The General Directorate of Public Artificial Intelligence and Digital Government is added to the service units.
The authority to establish companies, especially when read together with the duty of "joint product/service/system development and operation" (e-Government Gateway and joint digital government infrastructures), may also bring about discussions regarding business models in public IT. To what extent will public service production be designed as an administrative activity, and to what extent as a commercial/operational activity? This distinction will be decisive in terms of procurement law, competition law, transparency, data security, and accountability regimes.
4) How should we read this regulation in the "language of the AI Act"?
The EU Artificial Intelligence Regulation (AI Act) has become a reference text worldwide with its risk-based approach and governance architecture (especially in high-risk systems focusing on risk management, data governance, technical documentation, transparency, and human oversight).
The emphasis on "data governance", "quality criteria", "common data space", and "harmonization" in the decree number 192 regarding AI in the public sector suggests that public AI in Turkey can approach this risk-based governance language, at least at a conceptual level. This is not a certainty, but the direction of the text points to the fact that AI is not just "software" but a standard for data and processes.
Similarly, NIST's AI Risk Management Framework (AI RMF 1.0) document brings together the language of risk management, governance, and measurement to operationalize the expectations of "trustworthy AI" for public institutions and suppliers. ISO/IEC 42001 also provides another anchor for those who want to establish an auditable AI governance mechanism on the corporate side.
The critical point here is that decree number 192 does not directly import these frameworks, but describes a ground where AI in the public sector will be managed with standards and data governance.
5) Practical effects from the LANT perspective in the "near term"
This text is seen as particularly likely to produce concrete impacts in three areas:
For public institutions: Digital government architecture, integration standards, and project management principles may narrow the period of "I am doing it this way" in internal IT projects. This will require redesigning many texts from procurement documents to technical acceptance criteria.
For the GovTech/supplier ecosystem: The scope of "compliance" for companies providing AI or digital services to the public expands. Not only KVKK or cybersecurity controls but also data quality, common data space compliance, integration standards, and project management frameworks may become contractual obligations.

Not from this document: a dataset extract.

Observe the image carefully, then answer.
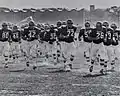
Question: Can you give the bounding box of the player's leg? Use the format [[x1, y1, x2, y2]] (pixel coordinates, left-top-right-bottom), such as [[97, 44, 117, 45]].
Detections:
[[3, 42, 10, 68], [99, 43, 108, 74]]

For lawyers and compliance teams: This change increases the need to address requirements for data governance, registration/auditability, public-specific transparency, and accountability in the same file, without being limited to discussions about licensing/liability when it comes to "AI contracts". While the existence of large data processing sets is already a known reality in the e-Government ecosystem, the addition of AI to this data area will further complicate the risk profile.
This text will need to be monitored with the "secondary regulation radar".
The strongest aspect of the Presidential Circular No. 192 is that it brings the discussion of "AI in the public sector" from an abstract vision to the axis of architecture + data + standards + application. In contrast, what will determine the real impact is the binding nature, scope, and control mechanisms of the principles/procedures/standards that the Presidency will issue (and possible secondary regulations).
On the LANT side, I think the main question is this: Will AI governance in the public sector be established through "technical standards", through "legal obligations", or with a hybrid model? The risk-based approach of the AI Act and frameworks like NIST/ISO will continue to be natural reference points in the design of this hybrid model.